Exponential inverse cumulative distribution function

`X = expinv(P,mu)`

[X,XLO,XUP] = expinv(P,mu,pcov,alpha)

`X = expinv(P,mu)`

computes
the inverse of the exponential `cdf`

with parameters
specified by mean parameter `mu`

for the corresponding
probabilities in `P`

. `P`

and `mu`

can
be vectors, matrices, or multidimensional arrays that all have the
same size. A scalar input is expanded to a constant array with the
same dimensions as the other input. The parameters in `mu`

must
be positive and the values in `P`

must lie on the
interval [0 1].

`[X,XLO,XUP] = expinv(P,mu,pcov,alpha)`

produces confidence bounds for
`X`

when the input mean parameter `mu`

is an estimate.
`pcov`

is the variance of the estimated `mu`

.
`alpha`

specifies 100(1 - `alpha`

)% confidence
bounds. The default value of `alpha`

is 0.05. `XLO`

and
`XUP`

are arrays of the same size as `X`

containing the lower
and upper confidence bounds. The bounds are based on a normal approximation for the distribution
of the log of the estimate of `mu`

. If you estimate `mu`

from a
set of data, you can get a more accurate set of bounds by applying `expfit`

to
the data to get a confidence interval for `mu`

, and then evaluating
`expinv`

at the lower and upper end points of that interval.

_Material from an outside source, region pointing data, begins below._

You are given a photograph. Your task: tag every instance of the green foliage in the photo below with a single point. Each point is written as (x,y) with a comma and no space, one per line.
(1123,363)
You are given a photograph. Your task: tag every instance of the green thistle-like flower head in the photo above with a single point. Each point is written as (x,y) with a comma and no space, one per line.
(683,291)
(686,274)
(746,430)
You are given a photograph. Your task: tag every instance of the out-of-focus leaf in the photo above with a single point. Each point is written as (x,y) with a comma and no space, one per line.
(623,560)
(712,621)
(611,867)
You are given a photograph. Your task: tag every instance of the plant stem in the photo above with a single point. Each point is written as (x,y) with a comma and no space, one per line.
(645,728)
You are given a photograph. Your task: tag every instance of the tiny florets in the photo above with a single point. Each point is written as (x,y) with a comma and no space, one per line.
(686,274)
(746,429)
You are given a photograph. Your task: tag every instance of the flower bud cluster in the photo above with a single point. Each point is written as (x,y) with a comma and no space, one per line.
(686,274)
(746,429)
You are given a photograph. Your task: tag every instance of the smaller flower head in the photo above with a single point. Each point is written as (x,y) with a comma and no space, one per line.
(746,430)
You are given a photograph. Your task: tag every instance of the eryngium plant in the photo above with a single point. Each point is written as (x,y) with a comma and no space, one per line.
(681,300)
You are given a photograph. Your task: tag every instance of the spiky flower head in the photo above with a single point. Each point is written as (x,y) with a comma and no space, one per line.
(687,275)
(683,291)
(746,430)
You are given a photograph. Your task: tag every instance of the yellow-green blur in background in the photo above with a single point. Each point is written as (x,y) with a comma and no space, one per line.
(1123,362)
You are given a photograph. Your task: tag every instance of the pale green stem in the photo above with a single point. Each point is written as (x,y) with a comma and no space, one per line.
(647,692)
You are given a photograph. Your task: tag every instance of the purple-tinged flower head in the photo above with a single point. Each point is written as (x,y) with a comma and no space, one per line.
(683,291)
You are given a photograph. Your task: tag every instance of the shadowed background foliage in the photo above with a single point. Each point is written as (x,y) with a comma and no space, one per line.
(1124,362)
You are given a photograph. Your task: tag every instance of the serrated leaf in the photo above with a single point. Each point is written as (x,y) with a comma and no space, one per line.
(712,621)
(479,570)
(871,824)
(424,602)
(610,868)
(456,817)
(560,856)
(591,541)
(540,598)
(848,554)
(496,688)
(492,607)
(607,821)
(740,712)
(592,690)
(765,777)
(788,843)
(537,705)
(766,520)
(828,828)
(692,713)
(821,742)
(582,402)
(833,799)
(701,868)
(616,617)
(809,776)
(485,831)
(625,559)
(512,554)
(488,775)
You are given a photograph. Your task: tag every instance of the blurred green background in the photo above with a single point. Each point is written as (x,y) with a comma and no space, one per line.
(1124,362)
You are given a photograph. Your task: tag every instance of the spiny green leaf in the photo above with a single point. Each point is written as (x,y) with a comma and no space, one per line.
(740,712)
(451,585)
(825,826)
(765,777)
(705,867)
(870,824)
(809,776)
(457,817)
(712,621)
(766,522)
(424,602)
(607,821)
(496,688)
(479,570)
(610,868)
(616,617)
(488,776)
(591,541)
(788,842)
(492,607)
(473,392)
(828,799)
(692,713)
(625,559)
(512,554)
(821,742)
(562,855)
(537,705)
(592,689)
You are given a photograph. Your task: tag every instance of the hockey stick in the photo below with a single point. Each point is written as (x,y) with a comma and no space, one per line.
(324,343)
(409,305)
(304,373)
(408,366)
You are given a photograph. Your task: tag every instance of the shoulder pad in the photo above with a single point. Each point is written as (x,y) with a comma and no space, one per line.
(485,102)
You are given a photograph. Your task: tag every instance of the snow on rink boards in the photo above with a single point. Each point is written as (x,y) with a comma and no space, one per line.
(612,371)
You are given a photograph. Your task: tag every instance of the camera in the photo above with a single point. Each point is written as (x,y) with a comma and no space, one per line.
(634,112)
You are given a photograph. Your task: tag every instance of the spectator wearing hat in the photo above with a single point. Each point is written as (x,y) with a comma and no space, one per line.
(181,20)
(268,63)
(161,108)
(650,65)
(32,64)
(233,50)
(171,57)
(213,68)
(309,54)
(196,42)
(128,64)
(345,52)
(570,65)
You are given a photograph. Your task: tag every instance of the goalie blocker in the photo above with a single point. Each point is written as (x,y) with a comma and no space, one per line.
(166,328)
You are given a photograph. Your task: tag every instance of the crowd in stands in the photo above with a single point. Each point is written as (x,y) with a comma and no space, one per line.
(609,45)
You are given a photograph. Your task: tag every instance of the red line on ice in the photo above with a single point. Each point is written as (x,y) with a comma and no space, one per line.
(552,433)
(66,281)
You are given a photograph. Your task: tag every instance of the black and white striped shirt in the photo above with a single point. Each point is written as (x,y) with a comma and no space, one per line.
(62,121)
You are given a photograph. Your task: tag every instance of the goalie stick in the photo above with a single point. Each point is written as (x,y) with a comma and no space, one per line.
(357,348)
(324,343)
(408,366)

The inverse of the exponential cdf is

$$x={F}^{-1}(p|\mu )=-\mu \mathrm{ln}(1-p)$$

The result, *x*, is the value such that an
observation from an exponential distribution with parameter µ
will fall in the range [0 *x*] with
probability *p*.

Let the lifetime of light bulbs be exponentially distributed with µ = 700 hours. What is the median lifetime of a bulb?

expinv(0.50,700) ans = 485.2030

Suppose you buy a box of “700 hour” light bulbs. If 700 hours is the mean life of the bulbs, half of them will burn out in less than 500 hours.